Agarose gel (1%) was used to visualize and confirm the results obtained from the AS-PCR procedure.

2.5. Statistical Analysis

2.5.1. Linkage Disequilibrium

Linkage disequilibrium (LD) was measured for the SNPs genotyped within casein genes using the online software SHESIS [29]. The dataset included the genotyping data of Bos indicus (Sahiwal breed) for the seven CSN SNPs located on chromosome 6. To perform LD analysis, pairwise LD was calculated between all SNPs in the dataset. The standardized disequilibrium coefficient (D′) and squared correlation coefficient (r2) were calculated as a measurement of LD between pairs of SNPs. The LD blocks were defined using a solid spine algorithm.

2.5.2. Haplotype Analysis and Association

To calculate the Hardy–Weinberg equilibrium, the genotype frequencies of the SNPs in the dataset were compared to the expected frequencies under the Hardy–Weinberg equilibrium model. The chi-square statistic and associated p-value were calculated to test for deviation from the Hardy–Weinberg equilibrium.
Haplotype construction and frequency determination were performed using genotype data to infer the underlying haplotype phase of the single-nucleotide polymorphisms (SNPs) present in the dataset. The frequency of each inferred haplotype was calculated.
Association analysis with a phenotype (milk yield) was performed using statistical models, such as linear regression. The genotypes and haplotype frequencies were used to test for associations between the haplotypes and the phenotype, and p-values were calculated to indicate the strength of the association. These analyses were performed using the software program SNPSTAT [30].

3. Results

Initially, nine SNPs (rs110672723, rs43703011, rs43703010, rs109500451, rs110079521, rs110323127, rs43703015, rs43703016 and rs43703017) were studied. Except for rs110672723 and rs43703011 (as their p values were non-significant), all SNPs showed suggestive associations with milk productivity.
The SNP rs43703010 is a missense variant of CSN1 gene. SNP rs109500451 is an intronic SNP of the CSN1S2 gene. Five other SNPS (rs110079521, rs110323127 (intronic), rs43703015, rs43703016 and rs43703017 (missense variants)) are located in CSN3 gene (Table 2).
The SNPs of CSN1, CSN1S2, and CSN3 are in Hardy–Weinberg equilibrium (p > 0.05) except the two SNPs rs43703010 and rs110079521. The observed agreement with the HWE suggests limited evidence of significant natural or artificial selection for these SNPs in our studied population of Bos indicus (Table 3).
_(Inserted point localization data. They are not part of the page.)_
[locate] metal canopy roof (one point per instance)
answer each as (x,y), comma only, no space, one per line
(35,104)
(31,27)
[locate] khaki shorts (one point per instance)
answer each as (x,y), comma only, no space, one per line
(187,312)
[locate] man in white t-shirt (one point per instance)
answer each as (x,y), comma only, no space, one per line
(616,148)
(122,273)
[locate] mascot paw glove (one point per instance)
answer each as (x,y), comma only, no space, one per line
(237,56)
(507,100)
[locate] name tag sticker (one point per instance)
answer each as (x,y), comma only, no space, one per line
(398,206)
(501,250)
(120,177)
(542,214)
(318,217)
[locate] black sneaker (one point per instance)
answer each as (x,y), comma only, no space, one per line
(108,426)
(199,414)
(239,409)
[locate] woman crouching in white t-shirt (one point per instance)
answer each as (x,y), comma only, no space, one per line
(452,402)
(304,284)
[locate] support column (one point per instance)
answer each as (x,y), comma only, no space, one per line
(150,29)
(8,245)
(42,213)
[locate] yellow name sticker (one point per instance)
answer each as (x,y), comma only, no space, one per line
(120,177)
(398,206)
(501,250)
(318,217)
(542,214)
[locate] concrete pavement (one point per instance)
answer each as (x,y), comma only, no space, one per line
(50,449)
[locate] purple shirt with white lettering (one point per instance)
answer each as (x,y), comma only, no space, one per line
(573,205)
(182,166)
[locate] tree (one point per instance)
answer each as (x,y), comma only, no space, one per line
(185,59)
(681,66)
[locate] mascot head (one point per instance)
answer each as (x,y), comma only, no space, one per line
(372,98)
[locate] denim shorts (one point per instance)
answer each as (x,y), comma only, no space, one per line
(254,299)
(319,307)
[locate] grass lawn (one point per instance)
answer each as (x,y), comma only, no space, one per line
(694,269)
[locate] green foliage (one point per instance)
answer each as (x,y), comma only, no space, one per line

3.1. Single Locus-Based Analysis

To show the effect of SNP genotype on milk productivity, milk production was investigated for each of the three possible genotypes.
Regarding SNP rs43703010 on the CSN1 gene, animals with the GG genotype had the highest milk yield (10.09 ± 0.1), followed by those with the AG genotype (9.85 ± 0.13), and the AA genotype had the lowest milk yield (8.03 ± 0.18). This suggests that the GG genotype is associated with higher milk production in animals.
In the case of SNP rs109500451 on the CSN1S2 gene, animals with the GG genotype had the highest milk yield (10.14 ± 0.17), followed by those with the AG genotype (9.21 ± 0.14), and the AA genotype had the lowest milk yield (7.55 ± 0.27). These results indicate that the GG genotype is more favorable for milk production in animals.
Regarding SNP rs110079521 on the CSN3 gene, animals with the AA genotype had the highest milk yield (10.33 ± 0.05), followed by those with the AC genotype (8.77 ± 0.11), and the CC genotype had the lowest milk yield (7.6 ± 0.27). This suggests that the AA genotype may be associated with higher milk production in animals, while the CC genotype seems unfavorable for milk production.
In the case of SNP rs110323127 on the CSN3 gene, animals with the GG genotype had the highest milk yield (9.97 ± 0.08), followed by those with the GA genotype (9.14 ± 0.43), and the AA genotype had the lowest milk yield (7.61 ± 0.17). These results suggest that the GG genotype is more advantageous for milk yield in animals.
Regarding SNP rs43703015 on the CSN3 gene, animals with the CC genotype had the highest milk yield (10.72 ± 0.06), whereas TT genotype had lower milk yield (9.16 ± 0.12), and the TC genotype had the lowest milk yield (8.43 ± 0.45). These results indicate a potential association between the CC genotype and higher milk production in animals.
The milk yield comparisons for animals with different genotypes of SNP rs43703016 in the CSN3 gene showed that the AA genotype had the highest milk yield (10.29 ± 0.06), followed by those with the AC genotype (9.07 ± 0.14), and the CC genotype had the lowest milk yield (7.6 ± 0.27). These finding suggest that the AA genotype could potentially be advantageous for milk production in animals.
Based on the analysis of SNP rs43703017 in the CSN3 gene, it was observed that animals with the AA genotype had the highest milk yield (10.39 ± 0.06), compared to those with the GA genotype (9.86 ± 0.09), and the GG genotype (7.81 ± 0.15), which had the lowest milk yield. These finding suggest that the AA genotype may have a positive association with milk production in animals (Table 4).

3.2. Pairwise Linkage Disequilibrium

Figure 2 illustrates the linkage disequilibrium of these CSN genes.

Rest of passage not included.